We’re moving the GATK website, docs and forum to a new platform. Read the full story and breakdown of key changes on this blog.
If you happen to see a question you know the answer to, please do chime in and help your fellow community members. We encourage our fourm members to be more involved, jump in and help out your fellow researchers with their questions. GATK forum is a community forum and helping each other with using GATK tools and research is the cornerstone of our success as a genomics research community.We appreciate your help!
Test-drive the GATK tools and Best Practices pipelines on Terra
Check out this blog post to learn how you can get started with GATK and try out the pipelines in preconfigured workspaces (with a user-friendly interface!) without having to install anything.
GATK 4 version still have some problems with asterisk in the VCF files.
Dear GATK team,
I had used GATK 4 and GATK 3 best proctices to run WES data. BAM->gvcf->joint variant detection, VCF file->VQSR and so on.
I noticed that in the GATK offical website, you indeed had explained what * asterisk standed for. Right now, many people had tried to perform SelectVariants --selectTypeToExclude SYMBOLIC --excludeNonVariants --removeUnusedAlternates to remove * sign. I also had tried both GATK 4 and GATK 3. The above commands did not work at all.

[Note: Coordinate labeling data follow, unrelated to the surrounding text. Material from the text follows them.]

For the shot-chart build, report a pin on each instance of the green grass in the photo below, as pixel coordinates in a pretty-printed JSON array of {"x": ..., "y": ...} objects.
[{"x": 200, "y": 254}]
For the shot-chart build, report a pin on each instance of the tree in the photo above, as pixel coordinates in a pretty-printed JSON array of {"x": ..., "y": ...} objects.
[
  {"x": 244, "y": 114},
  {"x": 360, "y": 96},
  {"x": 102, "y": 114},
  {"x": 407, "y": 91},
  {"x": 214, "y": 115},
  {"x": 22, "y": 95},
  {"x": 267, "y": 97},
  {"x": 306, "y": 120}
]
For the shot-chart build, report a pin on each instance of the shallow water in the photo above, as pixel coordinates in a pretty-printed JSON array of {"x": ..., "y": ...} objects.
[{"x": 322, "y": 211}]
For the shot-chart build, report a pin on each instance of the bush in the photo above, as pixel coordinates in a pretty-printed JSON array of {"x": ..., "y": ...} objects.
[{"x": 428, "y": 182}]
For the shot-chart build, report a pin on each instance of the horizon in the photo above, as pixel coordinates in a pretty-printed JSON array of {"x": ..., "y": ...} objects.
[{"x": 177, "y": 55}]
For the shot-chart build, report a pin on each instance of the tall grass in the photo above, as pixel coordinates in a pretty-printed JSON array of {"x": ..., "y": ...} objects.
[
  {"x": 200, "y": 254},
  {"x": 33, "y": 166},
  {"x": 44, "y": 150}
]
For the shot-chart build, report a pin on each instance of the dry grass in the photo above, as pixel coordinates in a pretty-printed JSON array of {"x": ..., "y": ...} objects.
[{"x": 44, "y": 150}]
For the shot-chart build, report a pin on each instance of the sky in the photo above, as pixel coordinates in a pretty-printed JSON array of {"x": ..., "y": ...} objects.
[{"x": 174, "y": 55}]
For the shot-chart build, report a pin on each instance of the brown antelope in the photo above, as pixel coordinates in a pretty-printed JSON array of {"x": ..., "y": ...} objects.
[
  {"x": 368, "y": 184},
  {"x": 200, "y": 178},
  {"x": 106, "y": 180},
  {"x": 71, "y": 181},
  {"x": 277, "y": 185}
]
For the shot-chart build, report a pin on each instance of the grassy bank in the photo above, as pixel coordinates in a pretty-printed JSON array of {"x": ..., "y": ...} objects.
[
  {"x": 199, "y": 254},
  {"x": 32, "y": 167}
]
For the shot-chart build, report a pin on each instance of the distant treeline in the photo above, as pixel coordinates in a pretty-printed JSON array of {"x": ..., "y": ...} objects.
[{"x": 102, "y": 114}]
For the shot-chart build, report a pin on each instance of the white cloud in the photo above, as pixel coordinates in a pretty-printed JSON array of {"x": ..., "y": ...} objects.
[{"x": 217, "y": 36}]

for example, chr1 1296543 rs113960113 AACAC A,* 59000.80 . . GT:AD:DP:GQ:PL 0/0 0/2 0/0 0/1
My question is that GATK will treat this variant as mulitivariants, so it will be deleted when we do downstream analyses since we cannot retrieve or know what exactly genotype these sample have. Normally, if a unknown variant or panning deletion/insertion occures in this loci, we should not trust this variant. However, sometime, we indeed saw some these kind of variants had a pretty high quality. It will be pity to remove them or cannot retrieve them. Do you have any sugguestions about this? Many thanks.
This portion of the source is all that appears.